If there’s a point in my adult life as a historian and a writer that I can single out as being the the single greatest moment in terms of personal satisfaction, it was the day I spent with Betty listening to her tell me about what it was like to work at Hartnell.… I have hours of taped conversation with her, and I listened to her tell me about what it was like to work there and to make the Queen’s wedding dress. There were points where I felt like I could hardly breathe. She wad so forthcoming. She remembered everything. She had pictures and this precious scrapbook. She had scraps of the fabric from the wedding dress and the gown and the veil. She has the row of practice buttonholes that she made. Buttonholes you can’t move or change once you put them in; they have to be exactly right. There were 22 of these things that had to be lined up perfectly, and the bodice of the gown had already been embroidered, which had taken weeks and weeks. If she messed it up, I don’t know what they would’ve done. I’m not sure how they would’ve fixed that. I remember asking her, “You must’ve been so nervous.” She said, “No I wasn’t.” Because they were used to [working] quickly. They were always getting in rush orders for famous actresses. I had all these spots where I didn’t have the detail that I require of myself when I’m writing a book, and I had been so unwilling to just skate over. The book was mostly there, and I had to go back and take what Betty had told me and add washes of color. But also fix things that I got wrong. As soon as I’d done that, the book came to life.

Your book was already written by the time of Harry and Meghan’s wedding, but did the embroidery representing all the Commonwealth nations on her veil tempt you to go back in?
That symbolizes the power of something that doesn’t necessarily seem important to people, like embroidery. In choosing that veil and incorporating every nation in the Commonwealth, she made a very powerful statement. It’s a statement about the importance of craft. Nothing in her gown or veil was done quickly or sloppily. Nobody was stuffing it through the sewing machine. That was something that was made with care and reverence, and with the skill and devotion of people who spent many years learning to do what they do. And they don’t get recognized for it.… These women were artists. Just because we don’t apply that term to them doesn’t mean they aren’t artists. They are. If anything, I think we should all try and think a little bit more widely in terms of what constitutes art. These gowns to me are works of art and should be treated as the precious things they are.

The lives of women are largely missing from the historical record. Do you think historical fiction can help fill that gap?

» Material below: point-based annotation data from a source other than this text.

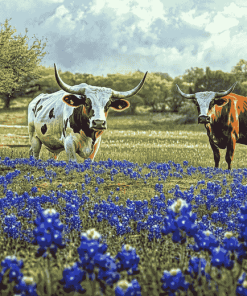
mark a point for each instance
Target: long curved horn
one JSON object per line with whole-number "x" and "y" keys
{"x": 130, "y": 93}
{"x": 67, "y": 87}
{"x": 191, "y": 96}
{"x": 222, "y": 94}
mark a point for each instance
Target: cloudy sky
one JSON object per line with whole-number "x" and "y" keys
{"x": 121, "y": 36}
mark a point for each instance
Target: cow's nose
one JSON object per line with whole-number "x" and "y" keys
{"x": 99, "y": 124}
{"x": 203, "y": 119}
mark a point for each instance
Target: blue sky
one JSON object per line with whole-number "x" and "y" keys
{"x": 121, "y": 36}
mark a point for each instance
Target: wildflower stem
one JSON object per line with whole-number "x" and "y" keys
{"x": 93, "y": 286}
{"x": 48, "y": 276}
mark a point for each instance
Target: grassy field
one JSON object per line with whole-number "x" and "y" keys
{"x": 141, "y": 139}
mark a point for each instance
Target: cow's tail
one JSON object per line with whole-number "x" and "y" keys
{"x": 31, "y": 131}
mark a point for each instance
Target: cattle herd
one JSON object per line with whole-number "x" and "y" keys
{"x": 74, "y": 118}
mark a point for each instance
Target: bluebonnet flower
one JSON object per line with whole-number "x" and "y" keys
{"x": 124, "y": 288}
{"x": 174, "y": 281}
{"x": 26, "y": 286}
{"x": 128, "y": 260}
{"x": 205, "y": 240}
{"x": 220, "y": 257}
{"x": 48, "y": 231}
{"x": 91, "y": 254}
{"x": 193, "y": 268}
{"x": 11, "y": 226}
{"x": 242, "y": 286}
{"x": 14, "y": 265}
{"x": 72, "y": 277}
{"x": 230, "y": 242}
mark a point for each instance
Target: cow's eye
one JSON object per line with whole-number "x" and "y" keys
{"x": 219, "y": 101}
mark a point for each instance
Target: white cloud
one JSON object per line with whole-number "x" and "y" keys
{"x": 65, "y": 19}
{"x": 53, "y": 1}
{"x": 198, "y": 21}
{"x": 221, "y": 23}
{"x": 146, "y": 11}
{"x": 235, "y": 11}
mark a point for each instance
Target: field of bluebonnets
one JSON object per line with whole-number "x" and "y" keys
{"x": 151, "y": 216}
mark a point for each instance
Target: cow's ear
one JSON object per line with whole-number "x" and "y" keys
{"x": 119, "y": 105}
{"x": 73, "y": 101}
{"x": 220, "y": 101}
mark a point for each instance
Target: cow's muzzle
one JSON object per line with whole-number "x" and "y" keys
{"x": 98, "y": 124}
{"x": 203, "y": 119}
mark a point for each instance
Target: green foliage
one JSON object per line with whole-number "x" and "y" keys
{"x": 192, "y": 74}
{"x": 217, "y": 81}
{"x": 240, "y": 70}
{"x": 156, "y": 91}
{"x": 189, "y": 112}
{"x": 18, "y": 60}
{"x": 176, "y": 101}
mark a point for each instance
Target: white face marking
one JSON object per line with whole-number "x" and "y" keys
{"x": 204, "y": 99}
{"x": 99, "y": 97}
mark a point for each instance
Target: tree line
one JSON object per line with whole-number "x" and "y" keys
{"x": 22, "y": 75}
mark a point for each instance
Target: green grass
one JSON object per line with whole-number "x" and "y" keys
{"x": 140, "y": 139}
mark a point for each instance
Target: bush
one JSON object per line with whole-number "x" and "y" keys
{"x": 190, "y": 114}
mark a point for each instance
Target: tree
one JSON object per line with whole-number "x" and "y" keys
{"x": 192, "y": 74}
{"x": 217, "y": 81}
{"x": 18, "y": 61}
{"x": 175, "y": 100}
{"x": 240, "y": 70}
{"x": 155, "y": 91}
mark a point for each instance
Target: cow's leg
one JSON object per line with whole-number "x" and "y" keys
{"x": 70, "y": 148}
{"x": 230, "y": 150}
{"x": 216, "y": 152}
{"x": 35, "y": 147}
{"x": 95, "y": 149}
{"x": 55, "y": 156}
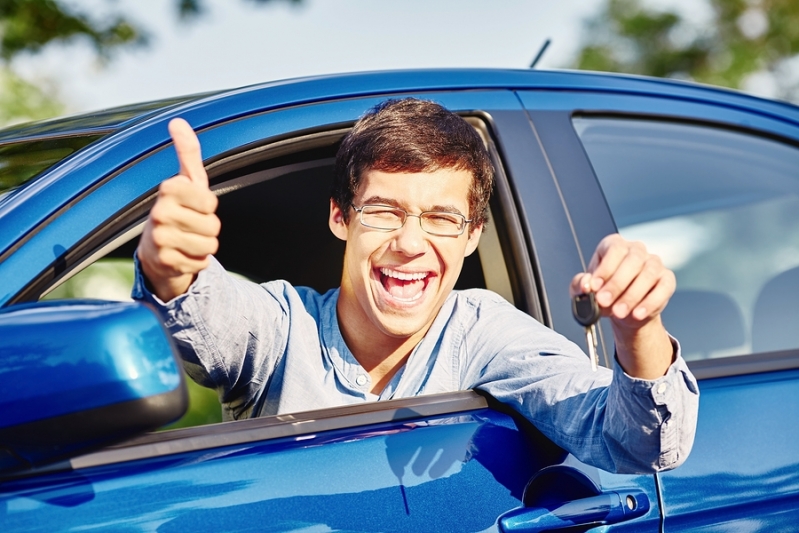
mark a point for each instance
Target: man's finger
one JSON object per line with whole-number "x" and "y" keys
{"x": 187, "y": 146}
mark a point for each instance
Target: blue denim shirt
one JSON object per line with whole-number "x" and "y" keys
{"x": 274, "y": 348}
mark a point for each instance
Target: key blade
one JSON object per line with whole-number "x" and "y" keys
{"x": 590, "y": 337}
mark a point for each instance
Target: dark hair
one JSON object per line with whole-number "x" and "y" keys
{"x": 413, "y": 135}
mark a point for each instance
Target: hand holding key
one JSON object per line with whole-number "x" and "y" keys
{"x": 181, "y": 231}
{"x": 631, "y": 287}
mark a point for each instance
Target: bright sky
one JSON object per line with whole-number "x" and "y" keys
{"x": 239, "y": 43}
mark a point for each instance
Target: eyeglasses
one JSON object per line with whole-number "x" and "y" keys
{"x": 387, "y": 218}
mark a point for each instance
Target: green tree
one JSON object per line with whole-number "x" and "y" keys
{"x": 743, "y": 38}
{"x": 29, "y": 26}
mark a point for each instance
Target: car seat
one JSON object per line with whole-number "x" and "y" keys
{"x": 775, "y": 324}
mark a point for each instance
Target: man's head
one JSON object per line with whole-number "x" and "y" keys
{"x": 413, "y": 135}
{"x": 414, "y": 157}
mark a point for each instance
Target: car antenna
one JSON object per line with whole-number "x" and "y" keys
{"x": 540, "y": 53}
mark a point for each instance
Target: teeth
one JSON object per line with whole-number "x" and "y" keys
{"x": 404, "y": 276}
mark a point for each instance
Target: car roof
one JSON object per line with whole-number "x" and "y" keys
{"x": 319, "y": 88}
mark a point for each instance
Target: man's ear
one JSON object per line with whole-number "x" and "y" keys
{"x": 336, "y": 221}
{"x": 474, "y": 240}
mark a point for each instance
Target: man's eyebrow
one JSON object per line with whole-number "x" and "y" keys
{"x": 380, "y": 200}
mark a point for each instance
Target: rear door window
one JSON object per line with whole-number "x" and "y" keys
{"x": 721, "y": 208}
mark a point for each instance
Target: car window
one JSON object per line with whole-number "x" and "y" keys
{"x": 20, "y": 162}
{"x": 274, "y": 213}
{"x": 721, "y": 208}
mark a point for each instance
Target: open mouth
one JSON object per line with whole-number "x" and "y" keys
{"x": 404, "y": 286}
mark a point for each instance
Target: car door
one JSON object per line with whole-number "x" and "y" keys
{"x": 456, "y": 462}
{"x": 708, "y": 180}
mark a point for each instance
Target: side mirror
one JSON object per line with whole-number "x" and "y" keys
{"x": 79, "y": 375}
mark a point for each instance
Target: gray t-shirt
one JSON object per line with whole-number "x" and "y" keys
{"x": 274, "y": 348}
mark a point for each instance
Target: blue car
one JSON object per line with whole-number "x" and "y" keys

When my female characters achieve something, [it] is because they’ve done it. It’s not because somebody else has handed it to them, which is the feminist message running through all my work. If people don’t see it, I don’t think they’re looking hard enough, because it’s there. I think to myself, “My daughter is going to be reading these books one day, and I need her to see that women were and are powerful and that our voices matter.” Women’s stories are important and matter. Just because they haven’t been told doesn’t mean they’re not worth telling.